Han deu uma olhada no alto vulto Togoriano que ocupou o assento de piloto
ao lado dele e exclamou, surpreso:
– Você não é Muuurgh!
– Sou Mrrov – apresentou-se a fêmea Togoriana. Ela tinha se livrado do robe
de peregrina, e a gloriosa pelagem branca com listras alaranjadas reluzia como
fogo. – Vou cuidar das armas para você; apresente-me o que nós temos, por
favor. Você verá que sou uma oficial artilheira muito melhor que Muuurgh. Na
nossa espécie, as fêmeas são as técnicas e as especialistas em instrumentos. – Ela
deu uma olhada para Han, que viu que os olhos de pupilas fendidas dela eram
amarelos. – Além disso, Muuurgh foi ferido, e não está em condições de lutar.
– Ele vai ficar bem? – Han sentiu uma pontada de preocupação.
– Acho que sim. Meu povo é muito forte e resistente. Bria; esse é o nome
dela? – Han assentiu com a cabeça. – Sua Bria está com ele. Muuurgh está
descansando.
– Certo – disse Han. – Esta belezoca não tem muito armamento, mas conta
com alguns mísseis de concussão e um canhão laser leve. Bem ali. Canhões laser
à sua direita, lança-mísseis à esquerda. Computador de tiro bem à frente.
– Muito bem. – Depois de alguns momentos conferindo o painel diante dela,
Mrrov assentiu com a cabeça. – Tudo bem, eu dou conta. Quem atirou em nós?
– É isso que eu estou tentando descobrir – respondeu Han, estudando as
leituras de sensores. – Não acho que os sacerdotes tenham armas superfície-ar,
mas não consigo...
Han se interrompeu com uma gargalhada, bem quando a Talismã estremeceu
de novo. Mrrov olhou para o piloto, que ainda ria, como se ele fosse louco.
– Está tudo bem – afirmou ele.
Ela apontou a leitura técnica do espaço ao redor deles. Havia várias células
de tempestade, a uma distância segura do vetor de escape deles, mas havia
também uma pequena nave em forma de lágrima que se aproximava rapidamente
da Talismã.
– Como assim, “tudo bem”? Tem alguém nos perseguindo e atirando, e está
chegando perto!
– Ahhhh... é só o velho Jalus Nebl na Sonho Ylesiano – respondeu Han,
acenando de forma desdenhosa. – Os sacerdotes devem ter mandado ele subir
aqui e derrubar a gente. – Ele riu de novo.
A Talismã deu um tranco leve. Han riu mais uma vez.

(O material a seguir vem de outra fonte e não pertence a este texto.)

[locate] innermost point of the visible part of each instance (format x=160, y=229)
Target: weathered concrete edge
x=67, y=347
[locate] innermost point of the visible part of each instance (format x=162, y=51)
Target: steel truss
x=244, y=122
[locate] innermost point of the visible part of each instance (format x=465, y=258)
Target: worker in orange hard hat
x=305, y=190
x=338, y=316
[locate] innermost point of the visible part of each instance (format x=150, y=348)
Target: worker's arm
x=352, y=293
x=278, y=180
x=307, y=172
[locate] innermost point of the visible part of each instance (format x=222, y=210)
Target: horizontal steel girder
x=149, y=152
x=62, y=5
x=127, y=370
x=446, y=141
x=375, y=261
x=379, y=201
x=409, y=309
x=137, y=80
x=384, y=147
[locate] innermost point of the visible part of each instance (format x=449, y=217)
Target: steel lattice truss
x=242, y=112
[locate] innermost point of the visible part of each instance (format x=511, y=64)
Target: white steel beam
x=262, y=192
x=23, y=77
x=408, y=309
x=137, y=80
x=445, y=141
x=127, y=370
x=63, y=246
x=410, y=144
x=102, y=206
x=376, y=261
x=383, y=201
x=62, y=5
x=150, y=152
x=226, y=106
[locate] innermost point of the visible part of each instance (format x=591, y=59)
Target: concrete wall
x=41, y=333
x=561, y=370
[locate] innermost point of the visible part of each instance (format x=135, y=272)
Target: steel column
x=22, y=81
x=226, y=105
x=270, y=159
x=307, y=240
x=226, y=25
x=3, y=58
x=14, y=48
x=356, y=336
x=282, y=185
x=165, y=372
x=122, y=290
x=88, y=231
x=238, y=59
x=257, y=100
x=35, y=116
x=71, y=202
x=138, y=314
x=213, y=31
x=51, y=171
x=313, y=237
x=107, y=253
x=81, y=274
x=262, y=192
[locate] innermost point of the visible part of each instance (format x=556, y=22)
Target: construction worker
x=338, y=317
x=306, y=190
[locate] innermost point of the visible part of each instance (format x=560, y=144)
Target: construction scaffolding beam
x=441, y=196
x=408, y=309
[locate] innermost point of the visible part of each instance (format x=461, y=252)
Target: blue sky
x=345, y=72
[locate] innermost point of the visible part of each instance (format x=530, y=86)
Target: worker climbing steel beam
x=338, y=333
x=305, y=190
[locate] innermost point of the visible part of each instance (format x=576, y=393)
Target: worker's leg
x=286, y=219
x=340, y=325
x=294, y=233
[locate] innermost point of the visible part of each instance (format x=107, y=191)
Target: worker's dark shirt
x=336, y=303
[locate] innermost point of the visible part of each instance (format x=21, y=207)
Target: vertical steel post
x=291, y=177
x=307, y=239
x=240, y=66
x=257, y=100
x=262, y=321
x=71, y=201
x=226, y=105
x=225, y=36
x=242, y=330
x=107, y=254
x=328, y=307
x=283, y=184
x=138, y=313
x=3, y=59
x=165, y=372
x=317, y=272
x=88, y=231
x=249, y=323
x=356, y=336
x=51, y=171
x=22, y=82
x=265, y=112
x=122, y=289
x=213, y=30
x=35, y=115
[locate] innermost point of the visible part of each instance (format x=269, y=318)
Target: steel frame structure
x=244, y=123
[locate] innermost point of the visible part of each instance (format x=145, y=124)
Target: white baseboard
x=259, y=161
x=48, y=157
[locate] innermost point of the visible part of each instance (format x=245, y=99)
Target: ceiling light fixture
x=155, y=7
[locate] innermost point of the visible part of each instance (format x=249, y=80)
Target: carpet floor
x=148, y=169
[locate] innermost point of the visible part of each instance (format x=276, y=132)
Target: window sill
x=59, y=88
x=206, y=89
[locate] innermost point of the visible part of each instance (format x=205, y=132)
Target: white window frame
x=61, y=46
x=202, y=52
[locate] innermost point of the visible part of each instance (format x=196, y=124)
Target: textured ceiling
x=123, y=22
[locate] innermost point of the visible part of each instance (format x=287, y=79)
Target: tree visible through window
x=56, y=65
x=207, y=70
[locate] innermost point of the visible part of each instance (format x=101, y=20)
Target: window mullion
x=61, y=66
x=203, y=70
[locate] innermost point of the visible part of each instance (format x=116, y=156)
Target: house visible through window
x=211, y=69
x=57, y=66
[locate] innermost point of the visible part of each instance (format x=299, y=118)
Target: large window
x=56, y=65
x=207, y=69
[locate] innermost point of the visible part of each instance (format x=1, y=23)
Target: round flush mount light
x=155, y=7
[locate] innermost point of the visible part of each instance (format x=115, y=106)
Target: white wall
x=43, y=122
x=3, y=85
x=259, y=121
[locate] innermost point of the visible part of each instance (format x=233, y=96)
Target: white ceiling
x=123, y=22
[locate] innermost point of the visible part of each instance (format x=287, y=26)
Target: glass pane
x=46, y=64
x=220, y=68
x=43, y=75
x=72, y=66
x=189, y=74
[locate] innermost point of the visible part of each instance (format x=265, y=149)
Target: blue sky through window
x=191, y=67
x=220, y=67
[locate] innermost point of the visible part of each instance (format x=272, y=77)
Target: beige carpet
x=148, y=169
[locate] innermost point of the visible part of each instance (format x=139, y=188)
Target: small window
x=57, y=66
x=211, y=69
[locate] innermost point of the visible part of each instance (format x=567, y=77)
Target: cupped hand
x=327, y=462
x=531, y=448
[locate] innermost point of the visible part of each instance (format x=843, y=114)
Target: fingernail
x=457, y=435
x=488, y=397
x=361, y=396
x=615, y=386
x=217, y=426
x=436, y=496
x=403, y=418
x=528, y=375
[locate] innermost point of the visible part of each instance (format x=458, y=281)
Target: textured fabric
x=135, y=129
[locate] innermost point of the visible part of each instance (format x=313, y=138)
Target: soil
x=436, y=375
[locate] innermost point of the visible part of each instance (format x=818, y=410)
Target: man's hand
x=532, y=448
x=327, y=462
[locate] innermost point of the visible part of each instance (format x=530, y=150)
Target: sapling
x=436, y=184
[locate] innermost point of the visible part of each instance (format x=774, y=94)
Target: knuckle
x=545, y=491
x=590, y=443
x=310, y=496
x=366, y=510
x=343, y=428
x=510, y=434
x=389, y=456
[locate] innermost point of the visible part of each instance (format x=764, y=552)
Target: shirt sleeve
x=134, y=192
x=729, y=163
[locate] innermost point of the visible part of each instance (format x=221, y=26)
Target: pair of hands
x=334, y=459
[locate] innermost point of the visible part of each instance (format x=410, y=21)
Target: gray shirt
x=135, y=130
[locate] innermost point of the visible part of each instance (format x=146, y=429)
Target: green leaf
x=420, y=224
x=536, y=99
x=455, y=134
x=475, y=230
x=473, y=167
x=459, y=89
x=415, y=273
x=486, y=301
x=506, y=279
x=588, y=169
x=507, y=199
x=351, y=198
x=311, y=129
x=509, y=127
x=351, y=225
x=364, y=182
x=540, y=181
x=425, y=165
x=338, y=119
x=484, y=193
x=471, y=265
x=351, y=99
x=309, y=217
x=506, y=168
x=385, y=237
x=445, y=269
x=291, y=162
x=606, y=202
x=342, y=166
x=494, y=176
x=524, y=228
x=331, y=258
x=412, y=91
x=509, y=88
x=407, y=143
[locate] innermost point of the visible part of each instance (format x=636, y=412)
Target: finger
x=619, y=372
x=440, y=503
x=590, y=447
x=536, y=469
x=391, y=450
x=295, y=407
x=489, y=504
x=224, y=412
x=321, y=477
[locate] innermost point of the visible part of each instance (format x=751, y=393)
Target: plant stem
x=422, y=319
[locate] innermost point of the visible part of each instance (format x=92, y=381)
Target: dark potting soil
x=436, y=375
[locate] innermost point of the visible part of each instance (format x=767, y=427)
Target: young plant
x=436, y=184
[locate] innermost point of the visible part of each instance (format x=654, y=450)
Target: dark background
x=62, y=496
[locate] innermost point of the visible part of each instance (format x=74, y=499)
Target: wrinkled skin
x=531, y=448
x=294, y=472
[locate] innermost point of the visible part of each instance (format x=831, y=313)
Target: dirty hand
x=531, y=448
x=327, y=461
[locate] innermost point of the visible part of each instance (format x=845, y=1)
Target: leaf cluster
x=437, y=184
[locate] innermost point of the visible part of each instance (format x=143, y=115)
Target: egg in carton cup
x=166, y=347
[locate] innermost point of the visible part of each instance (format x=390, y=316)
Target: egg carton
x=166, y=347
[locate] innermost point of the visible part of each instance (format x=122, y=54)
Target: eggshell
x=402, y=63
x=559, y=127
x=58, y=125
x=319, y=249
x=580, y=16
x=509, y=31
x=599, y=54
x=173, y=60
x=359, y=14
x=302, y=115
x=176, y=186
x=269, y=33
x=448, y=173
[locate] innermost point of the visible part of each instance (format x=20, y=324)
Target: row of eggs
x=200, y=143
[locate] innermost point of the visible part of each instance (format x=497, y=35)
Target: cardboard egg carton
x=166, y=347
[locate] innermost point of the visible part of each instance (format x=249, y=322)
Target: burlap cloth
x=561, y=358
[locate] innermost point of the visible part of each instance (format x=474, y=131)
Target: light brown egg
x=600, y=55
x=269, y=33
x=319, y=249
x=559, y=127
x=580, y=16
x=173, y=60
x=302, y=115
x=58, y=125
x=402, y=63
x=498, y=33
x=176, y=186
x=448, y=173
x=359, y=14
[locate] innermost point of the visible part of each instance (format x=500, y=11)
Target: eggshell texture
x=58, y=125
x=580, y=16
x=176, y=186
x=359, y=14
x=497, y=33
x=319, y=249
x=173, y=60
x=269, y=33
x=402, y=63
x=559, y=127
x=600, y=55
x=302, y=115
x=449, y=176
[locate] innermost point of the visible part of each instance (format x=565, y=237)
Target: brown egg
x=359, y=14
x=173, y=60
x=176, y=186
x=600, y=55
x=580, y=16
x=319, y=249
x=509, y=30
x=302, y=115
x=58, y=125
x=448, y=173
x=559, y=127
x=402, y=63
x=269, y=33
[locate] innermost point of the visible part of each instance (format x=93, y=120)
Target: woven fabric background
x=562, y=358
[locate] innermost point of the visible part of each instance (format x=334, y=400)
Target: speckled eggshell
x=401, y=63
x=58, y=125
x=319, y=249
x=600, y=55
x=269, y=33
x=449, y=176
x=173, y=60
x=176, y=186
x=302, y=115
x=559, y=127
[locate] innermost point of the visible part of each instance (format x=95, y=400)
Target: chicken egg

Mrrov o encarava, obviamente se perguntado se o piloto tinha enlouquecido
com a pressão. Han sorriu alegremente para ela.
– Você não entendeu.
– Não – concordou Mrrov. – Você se importaria em explicar?
– Sem problema. Jalus Nebl é meu amigo. Ele não me derrubaria, assim
como eu não derrubaria ele. Então está atirando com o canhão laser, errando a
gente por pouco todas as vezes, fazendo parecer de verdade. Estamos ganhando
velocidade a cada momento, logo vamos sair da atmosfera e, cinco minutos
depois disso , teremos escapado do campo gravitacional do planeta. Está tudo
bem, Mrrov. Confie em mim.
Os bigodes de Mrrov tremeram.
– Acredito que esteja começando a entender. Seu amigo Jalus Nebl está
fingindo tentar nos derrubar? Portanto não temos nada com que nos preocupar?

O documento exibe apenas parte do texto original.